Snapd causes corruption on upgrade


#21

One more interesting observation. If the incorrect file (lower case uboot.env) gets removed the subsequent writes uboot writes go into the correct “UBOOT.ENV” file, i.e. the UBOOT.ENV file is now in “snap_mode=trying” and this means that in the worst case a power cycle will fix the device. However I have not (yet) found a way to remove the incorrect file from linux, I only managed it by removing both files and copying the original one back.

I.e. it looks like once the system is in this strange state things keep being bad but once the file is gone the bug does not happen again immediately (but it may happen again at some future point of course).


#22

due to the u-boot design, the uboot.env filename needs to be hardcoded in the build config…
it might help if we simply use the uppercase name here ?
(since the linux side doesnt seem to care about capitalization)


#23

Looking at uboot source code I don’t think that will help.

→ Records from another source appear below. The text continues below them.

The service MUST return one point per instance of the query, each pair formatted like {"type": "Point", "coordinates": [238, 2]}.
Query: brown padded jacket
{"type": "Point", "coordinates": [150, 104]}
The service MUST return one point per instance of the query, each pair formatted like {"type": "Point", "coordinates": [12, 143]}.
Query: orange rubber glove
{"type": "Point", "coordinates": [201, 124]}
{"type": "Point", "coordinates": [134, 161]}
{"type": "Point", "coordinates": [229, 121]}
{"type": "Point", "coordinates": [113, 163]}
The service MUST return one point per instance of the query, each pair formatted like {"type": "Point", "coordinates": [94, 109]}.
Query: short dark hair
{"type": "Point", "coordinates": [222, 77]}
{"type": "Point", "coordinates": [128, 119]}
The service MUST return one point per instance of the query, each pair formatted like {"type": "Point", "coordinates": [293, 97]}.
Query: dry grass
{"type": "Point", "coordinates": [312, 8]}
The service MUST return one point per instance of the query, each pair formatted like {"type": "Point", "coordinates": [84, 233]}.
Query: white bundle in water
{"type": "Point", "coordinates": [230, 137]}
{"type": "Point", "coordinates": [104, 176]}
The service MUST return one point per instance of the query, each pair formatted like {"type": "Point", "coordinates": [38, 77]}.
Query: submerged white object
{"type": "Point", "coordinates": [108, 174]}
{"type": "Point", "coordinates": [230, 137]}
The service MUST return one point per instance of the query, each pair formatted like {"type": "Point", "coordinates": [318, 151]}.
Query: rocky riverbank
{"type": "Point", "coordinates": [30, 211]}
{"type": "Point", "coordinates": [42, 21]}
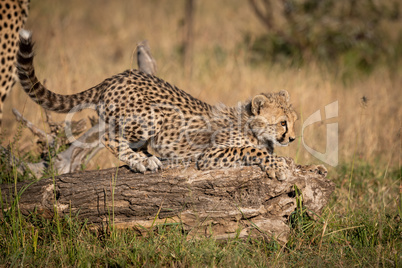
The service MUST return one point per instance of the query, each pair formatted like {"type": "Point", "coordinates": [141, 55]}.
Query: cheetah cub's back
{"type": "Point", "coordinates": [149, 120]}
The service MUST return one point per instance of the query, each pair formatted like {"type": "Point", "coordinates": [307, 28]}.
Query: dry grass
{"type": "Point", "coordinates": [79, 43]}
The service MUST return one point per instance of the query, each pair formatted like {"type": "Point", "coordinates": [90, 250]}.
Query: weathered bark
{"type": "Point", "coordinates": [222, 203]}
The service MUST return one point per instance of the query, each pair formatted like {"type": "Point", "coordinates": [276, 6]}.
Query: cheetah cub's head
{"type": "Point", "coordinates": [273, 118]}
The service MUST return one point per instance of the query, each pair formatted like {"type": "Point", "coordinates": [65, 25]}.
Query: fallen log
{"type": "Point", "coordinates": [223, 203]}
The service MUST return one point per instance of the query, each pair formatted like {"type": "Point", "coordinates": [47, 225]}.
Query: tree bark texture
{"type": "Point", "coordinates": [221, 203]}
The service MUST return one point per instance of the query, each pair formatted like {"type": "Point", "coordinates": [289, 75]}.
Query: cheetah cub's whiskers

Uboot’s fat implementation uses lower-case lookup function so it should have no impact on how the file is named.


#24

the question is, does it also use lower-case write() functions :wink:


#25

And another interesting fact:

I modified go-fat to work with fat32 and poked at the image. It turns out that with this mode there is just a single uboot.env and a FSCK0000.000 that contains the uboot.env: snap_mode=trying bits. This is also observable when mounting the image with -t msdos instead of the default vfat.


#26

I think so, it looks like it writes the lower-case file name when it writes to a file.


#27

So is the solution to mount things as msdos from linux?


#28

Why the duplicated uboot.env

Here is the current status of the investigation around the double uboot.env mystery:

  • Something ran an fsck on the system-boot partition
  • A FAT16 file FSCK0000.000 got created but this file has the “lfn” (long-file-name) name “uboot.env” (lower-case) and that name is stored (as speced) directly before the FSCK0000.000 file.
  • Our system also has UBOOT.ENV (FAT16, no lfn entry for this file)
  • A vfat based file system will ignore the FAT16 name and just display the “lfn” name which happens to be uboot.env. As fat is case-insensitive both file will be displayed as uboot.env
  • a msdos based filesystem will ignore the lfn entires and just pick the FAT16 name. this is why we see the different files here.
  • uboot is confused but only slightly, it looks for a uboot.env file and uses the lfn filename which is (arguable) not incorrect. The real problem is that fsck created a file FSCK0000.000 with a very strange lfn entry in the cluster next to it.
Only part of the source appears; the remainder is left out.